Through an analysis of the films in the «L'Américanité» series from
National Film Board, the author presents two conflicting views of Quebec society and its
relationship with Time. On one hand, the pessimistic view regards History as an
foreordained chronology linking the past to the future. On the other, History is seen as
the working of memory as a whole, dedicated to the present and to the dissolution of
chronology.
«L'Amérique n'a pas compris le montage, l'Amérique reste narrative.»
(Sergeï Eisenstein), Mémoires.
«(...) je suppose que dans toute société la production du discours est à la fois
contrôlée, sélectionnée, organisée et redistribuée par un certain nombre de
procédures qui ont pour rôle d'en conjurer les pouvoirs et les dangers, d'en maîtriser
l'événement aléatoire, d'en esquiver la lourde, la redoutable matérialité.»
(Michel Foucault), L'Ordre du discours.
- À l'heure du libre-échange, de la culture d'entreprise et de la mondialisation
des marchés, l'Office national du film produit une série de films qui a pour thème
l'impact de l'Amérique sur l'identité nationale. On décide de lui donner le
titre «L'Américanité». Le mot est intéressant. Le mot est significatif. D'une part,
en choisissant de parler d'«américanité» plutôt que d'idéologie américaine,
on cherche à assigner à l'Amérique tous les traits et toutes les valeurs d'une culture;
d'autre part, c'est précisément en limitant cette série à la seule «société
distincte» et à ses représentants au sein de l'Office que l'on peut donner à
l'Amérique toute sa dimension culturelle. Il faut donc reconnaître que cette entreprise
nous renseigne beaucoup plus sur ce que nous sommes, sur notre «québécitude», que sur
l'Amérique elle-même.
- Nous savons pourtant que la lutte contre le libre-échange, qui est une lutte
fondamentale contre la réification des hommes et des femmes et pour la survie des
différences, pour la culture donc, n'est pas venue du Québec et qu'elle ne viendra pas
du Québec. À défaut de s'identifier à la fédération canadienne, notre empathie
américaine pourrait bien dépasser notre volonté d'indépendance et le pays réel
que nous avions souhaité pourrait bien être remplacé par celui, nihiliste et fatal, du grand
vide américain.
- Octavio Paz définit bien l'Amérique par cette formule: «L'utopie américaine est un
mélange de trois rêves: celui de l'ascète, celui du marchand et celui de l'explorateur.
Trois individualistes» (Paz, p. 49-50). Nous avons déjà
connu l'explorateur: au XIXe siècle, il a échoué lamentablement sur les rives de la
fédération canadienne. Il nous restait à connaître le repli sur soi de l'ascète et le
triomphe des intérêts particuliers du marchand. Maintenant que le discours économique
emprunte les apparences de la démocratie, qu'il fait tomber les murs et entraîne tout le
monde dans les centres d'achat, que la culture marchande engouffre toutes les aspirations
populaires, que les peuples et les individus compétitionnent avec les marchandises, à
quoi pourrait bien ressembler la culture d'une société dite distincte?

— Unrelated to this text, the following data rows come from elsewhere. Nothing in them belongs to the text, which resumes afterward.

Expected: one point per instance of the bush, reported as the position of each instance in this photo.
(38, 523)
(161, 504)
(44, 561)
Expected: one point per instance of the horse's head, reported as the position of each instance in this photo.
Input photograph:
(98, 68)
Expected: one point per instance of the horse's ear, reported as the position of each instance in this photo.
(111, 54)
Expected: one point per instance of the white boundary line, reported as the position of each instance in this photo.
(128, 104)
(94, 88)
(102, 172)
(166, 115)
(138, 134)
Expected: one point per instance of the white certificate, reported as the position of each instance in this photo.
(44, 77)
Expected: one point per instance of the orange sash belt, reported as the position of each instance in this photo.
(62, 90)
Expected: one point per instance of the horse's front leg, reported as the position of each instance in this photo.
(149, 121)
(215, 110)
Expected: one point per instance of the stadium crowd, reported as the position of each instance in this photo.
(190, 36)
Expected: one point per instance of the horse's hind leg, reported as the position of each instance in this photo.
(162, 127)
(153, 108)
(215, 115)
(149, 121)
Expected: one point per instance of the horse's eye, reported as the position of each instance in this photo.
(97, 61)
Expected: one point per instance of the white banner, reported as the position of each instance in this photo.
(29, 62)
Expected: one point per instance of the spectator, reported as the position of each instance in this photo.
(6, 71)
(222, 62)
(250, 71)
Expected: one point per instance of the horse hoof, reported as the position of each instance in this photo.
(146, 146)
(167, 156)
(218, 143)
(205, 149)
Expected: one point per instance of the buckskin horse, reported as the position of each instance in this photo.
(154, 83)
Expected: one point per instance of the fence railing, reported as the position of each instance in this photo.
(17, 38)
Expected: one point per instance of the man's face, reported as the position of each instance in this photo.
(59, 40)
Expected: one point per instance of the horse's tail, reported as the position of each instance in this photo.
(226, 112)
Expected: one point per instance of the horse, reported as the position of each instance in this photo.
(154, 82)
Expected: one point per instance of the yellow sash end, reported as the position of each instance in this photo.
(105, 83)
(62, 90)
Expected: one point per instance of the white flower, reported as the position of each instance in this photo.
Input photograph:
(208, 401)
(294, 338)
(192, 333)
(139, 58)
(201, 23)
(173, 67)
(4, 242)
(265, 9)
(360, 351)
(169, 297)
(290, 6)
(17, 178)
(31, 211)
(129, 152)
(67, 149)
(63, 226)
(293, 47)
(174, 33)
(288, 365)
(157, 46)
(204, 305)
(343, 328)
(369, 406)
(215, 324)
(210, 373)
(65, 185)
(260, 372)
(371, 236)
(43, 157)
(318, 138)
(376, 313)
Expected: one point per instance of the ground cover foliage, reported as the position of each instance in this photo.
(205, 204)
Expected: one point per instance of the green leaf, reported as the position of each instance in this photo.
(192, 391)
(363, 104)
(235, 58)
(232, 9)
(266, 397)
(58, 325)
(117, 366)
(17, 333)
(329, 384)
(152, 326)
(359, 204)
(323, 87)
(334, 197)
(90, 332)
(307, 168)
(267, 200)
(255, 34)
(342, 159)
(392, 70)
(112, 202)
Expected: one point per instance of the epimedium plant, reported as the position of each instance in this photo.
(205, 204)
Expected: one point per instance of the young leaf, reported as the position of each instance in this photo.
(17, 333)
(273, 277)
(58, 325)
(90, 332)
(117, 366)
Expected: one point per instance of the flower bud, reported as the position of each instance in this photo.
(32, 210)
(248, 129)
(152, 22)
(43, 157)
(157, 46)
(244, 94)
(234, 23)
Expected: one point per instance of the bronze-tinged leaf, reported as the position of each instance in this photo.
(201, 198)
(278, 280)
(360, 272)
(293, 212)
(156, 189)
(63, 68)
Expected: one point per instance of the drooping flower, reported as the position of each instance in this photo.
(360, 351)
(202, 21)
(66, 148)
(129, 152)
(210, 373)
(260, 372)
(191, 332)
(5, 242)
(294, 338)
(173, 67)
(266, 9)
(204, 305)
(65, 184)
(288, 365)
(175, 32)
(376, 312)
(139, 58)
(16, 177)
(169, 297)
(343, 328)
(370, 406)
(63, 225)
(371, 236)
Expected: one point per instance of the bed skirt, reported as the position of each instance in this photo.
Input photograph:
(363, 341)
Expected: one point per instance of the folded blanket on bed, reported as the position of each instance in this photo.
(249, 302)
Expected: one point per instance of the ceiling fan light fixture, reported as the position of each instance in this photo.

- Et si dans ce monde une culture uniforme et sans histoire, une culture du même
et de la série prenait le pas sur l'affirmation des différences, que resterait-il du
désir ? Viviane Forrester n'écrit-elle pas déjà:
(...)l'horreur économique évoquée par Rimbaud sous-tend chaque parcelle du
temps, de l'espace, inaugure les systèmes, accapare la langue, camoufle les langages, se
donne pour phénomène naturel antérieur à tous les temps. Se fond avec la religion,
s'infiltre dans l'environnement, codifie la morale. Crée des catégories (Forrester, p. 15).
- Si la culture est inséparable de l'histoire du présent, de l'histoire qui se fait, en
abordant le thème de l'«américanité» et la série de l'ONF, il nous faut reconnaître
comme le fait si justement Octavio Paz que les États-Unis d'Amérique sont
un pays fondé avant tout contre l'Europe, contre la culture et contre l'histoire. Sans
cesse enivrée par la tyrannie du nouveau, de l'excellence et du futur, l'Amérique trouve
son point d'appui dans l'idée d'un progrès démesuré où «le bien commun ne réside
pas dans une finalité collective ou métahistorique, mais dans la coexistence harmonieuse
des fins individuelles» (Paz, p. 42). D'où cette idée
de recherche du bonheur qui est inscrite dans la Déclaration d'indépendance
américaine et qui constitue le thème à partir duquel se construit le film de Micheline
Lanctôt, La Poursuite du bonheur (1987). Il n'est pas sans intérêt par ailleurs
de noter que cette idée plutôt abstraite, parce que détachée du présent, fut inscrite
à la toute dernière minute dans la Déclaration d'indépendance, en remplacement de
celle, beaucoup plus révélatrice, du droit à la propriété privée.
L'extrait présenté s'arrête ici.